During one of Breanna’s visits to Kaplan, her mother accompanied her to give her support. It was then that Loving mentioned that she was open to being her daughter and son-in-law’s surrogate.
Loving then started to have a series of tests where she had to be seen by five specialists, including Kaplan. She managed to pass them all with ease and then had a successful embryo transfer on the first try in February 2020.
In March 2020, Loving became pregnant with her granddaughter. Living 15 minutes away from her daughter and her husband allowed the parent to have her daughter by her side during the pregnancy.
Breanna shared her and her mother’s unique pregnancy journey on her Instagram account that she titled: ivf.surrogacy.diary. A few days after Briar was born, she shared some cute photos of the little girl.

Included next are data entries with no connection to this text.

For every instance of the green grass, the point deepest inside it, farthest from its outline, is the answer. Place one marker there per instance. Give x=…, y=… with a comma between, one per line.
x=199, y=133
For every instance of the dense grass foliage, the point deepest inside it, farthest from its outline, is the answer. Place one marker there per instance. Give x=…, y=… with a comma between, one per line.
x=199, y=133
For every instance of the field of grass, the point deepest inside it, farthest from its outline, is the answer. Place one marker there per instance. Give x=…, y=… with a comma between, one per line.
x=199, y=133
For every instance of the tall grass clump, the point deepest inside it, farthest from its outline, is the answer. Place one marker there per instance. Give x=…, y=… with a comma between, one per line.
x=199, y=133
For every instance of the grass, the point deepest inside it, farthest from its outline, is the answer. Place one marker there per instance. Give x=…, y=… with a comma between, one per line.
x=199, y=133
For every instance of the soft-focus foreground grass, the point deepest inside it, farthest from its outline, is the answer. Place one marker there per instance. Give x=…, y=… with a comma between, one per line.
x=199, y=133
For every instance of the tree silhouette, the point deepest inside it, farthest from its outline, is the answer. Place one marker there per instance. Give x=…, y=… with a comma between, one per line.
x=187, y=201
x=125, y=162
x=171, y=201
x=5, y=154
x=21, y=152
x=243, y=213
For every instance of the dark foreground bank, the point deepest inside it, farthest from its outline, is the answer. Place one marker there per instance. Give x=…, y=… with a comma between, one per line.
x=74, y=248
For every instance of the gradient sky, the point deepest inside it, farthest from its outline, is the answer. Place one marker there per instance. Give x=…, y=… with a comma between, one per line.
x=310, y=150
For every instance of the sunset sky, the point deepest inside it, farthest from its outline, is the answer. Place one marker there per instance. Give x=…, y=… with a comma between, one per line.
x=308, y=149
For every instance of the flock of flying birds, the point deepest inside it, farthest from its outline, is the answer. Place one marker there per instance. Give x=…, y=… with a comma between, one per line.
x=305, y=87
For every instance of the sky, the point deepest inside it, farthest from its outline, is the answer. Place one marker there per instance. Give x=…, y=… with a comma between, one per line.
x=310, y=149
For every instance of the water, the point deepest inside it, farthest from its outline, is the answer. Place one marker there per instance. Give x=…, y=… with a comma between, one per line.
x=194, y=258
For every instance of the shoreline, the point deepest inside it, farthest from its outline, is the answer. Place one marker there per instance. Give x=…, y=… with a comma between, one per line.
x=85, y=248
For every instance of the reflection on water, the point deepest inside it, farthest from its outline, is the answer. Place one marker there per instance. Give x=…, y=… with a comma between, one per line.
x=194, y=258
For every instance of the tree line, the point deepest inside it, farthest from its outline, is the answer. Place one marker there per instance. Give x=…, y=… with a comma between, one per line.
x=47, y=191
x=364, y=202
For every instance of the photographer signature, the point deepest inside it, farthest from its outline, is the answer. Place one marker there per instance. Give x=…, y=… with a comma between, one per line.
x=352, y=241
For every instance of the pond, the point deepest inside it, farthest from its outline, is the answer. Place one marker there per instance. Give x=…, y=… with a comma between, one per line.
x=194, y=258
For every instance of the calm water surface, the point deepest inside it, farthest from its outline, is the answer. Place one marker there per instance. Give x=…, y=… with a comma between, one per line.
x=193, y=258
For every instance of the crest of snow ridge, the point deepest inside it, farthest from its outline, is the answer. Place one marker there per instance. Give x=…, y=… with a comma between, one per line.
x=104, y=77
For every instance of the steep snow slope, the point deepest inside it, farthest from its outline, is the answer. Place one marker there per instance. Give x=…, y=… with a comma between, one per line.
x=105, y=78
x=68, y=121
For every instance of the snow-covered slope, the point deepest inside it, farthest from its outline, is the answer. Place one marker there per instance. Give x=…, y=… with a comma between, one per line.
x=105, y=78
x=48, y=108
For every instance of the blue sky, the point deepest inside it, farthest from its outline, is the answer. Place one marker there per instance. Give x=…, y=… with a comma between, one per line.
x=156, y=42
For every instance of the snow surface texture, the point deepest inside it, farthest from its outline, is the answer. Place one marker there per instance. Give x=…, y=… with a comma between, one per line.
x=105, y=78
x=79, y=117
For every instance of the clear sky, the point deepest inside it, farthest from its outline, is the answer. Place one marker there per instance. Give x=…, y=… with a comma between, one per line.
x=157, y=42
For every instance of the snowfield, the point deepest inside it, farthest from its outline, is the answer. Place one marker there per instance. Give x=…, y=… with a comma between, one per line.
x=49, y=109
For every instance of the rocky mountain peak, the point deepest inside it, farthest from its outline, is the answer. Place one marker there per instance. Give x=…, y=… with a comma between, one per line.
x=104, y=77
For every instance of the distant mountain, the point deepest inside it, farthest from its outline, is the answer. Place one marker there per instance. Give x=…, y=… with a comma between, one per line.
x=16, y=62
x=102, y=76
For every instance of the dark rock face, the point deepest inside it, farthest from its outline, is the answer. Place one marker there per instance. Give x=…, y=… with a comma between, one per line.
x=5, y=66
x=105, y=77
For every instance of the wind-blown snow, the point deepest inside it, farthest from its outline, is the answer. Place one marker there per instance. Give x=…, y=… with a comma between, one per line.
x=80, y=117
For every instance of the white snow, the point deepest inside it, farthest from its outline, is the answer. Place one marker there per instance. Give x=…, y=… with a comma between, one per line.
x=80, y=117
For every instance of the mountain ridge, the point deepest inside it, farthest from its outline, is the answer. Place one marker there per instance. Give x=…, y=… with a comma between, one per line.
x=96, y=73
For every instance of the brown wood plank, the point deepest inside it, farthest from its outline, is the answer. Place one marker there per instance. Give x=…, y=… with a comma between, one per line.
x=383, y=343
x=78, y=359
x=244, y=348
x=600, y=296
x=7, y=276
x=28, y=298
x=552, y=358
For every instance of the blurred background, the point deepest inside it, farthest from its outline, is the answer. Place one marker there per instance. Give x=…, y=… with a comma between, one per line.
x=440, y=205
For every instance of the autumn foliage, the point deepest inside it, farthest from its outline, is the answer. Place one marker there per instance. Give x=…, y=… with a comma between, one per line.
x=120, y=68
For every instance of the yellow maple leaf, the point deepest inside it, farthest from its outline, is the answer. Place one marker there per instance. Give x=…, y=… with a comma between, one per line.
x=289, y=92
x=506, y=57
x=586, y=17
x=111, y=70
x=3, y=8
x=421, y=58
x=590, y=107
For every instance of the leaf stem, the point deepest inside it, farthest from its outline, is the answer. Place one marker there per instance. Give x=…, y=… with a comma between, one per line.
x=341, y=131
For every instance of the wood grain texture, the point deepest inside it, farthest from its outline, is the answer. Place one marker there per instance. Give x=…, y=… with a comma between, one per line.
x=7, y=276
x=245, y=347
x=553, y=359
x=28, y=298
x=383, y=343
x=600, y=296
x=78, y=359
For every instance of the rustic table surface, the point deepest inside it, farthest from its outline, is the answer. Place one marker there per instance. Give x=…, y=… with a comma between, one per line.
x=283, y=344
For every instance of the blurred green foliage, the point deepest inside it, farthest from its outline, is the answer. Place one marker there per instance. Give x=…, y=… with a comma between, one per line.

In a different but similar story, Andrea and James Valentine of Cypress, Texas, also ended up using someone close to get pregnant. The couple, who were married in 2013, started IVF the following year when they couldn’t get pregnant on their own.
However, the embryos failed to implant and their neighbor Tawnee Gonzalez offered to be their surrogate. The Valentine’s ended up agreeing to Gonzalez’s offer but then Andrea miraculously got pregnant too and the couple is now parents to Britton and Kinsley Valentine, who were born 24 days apart.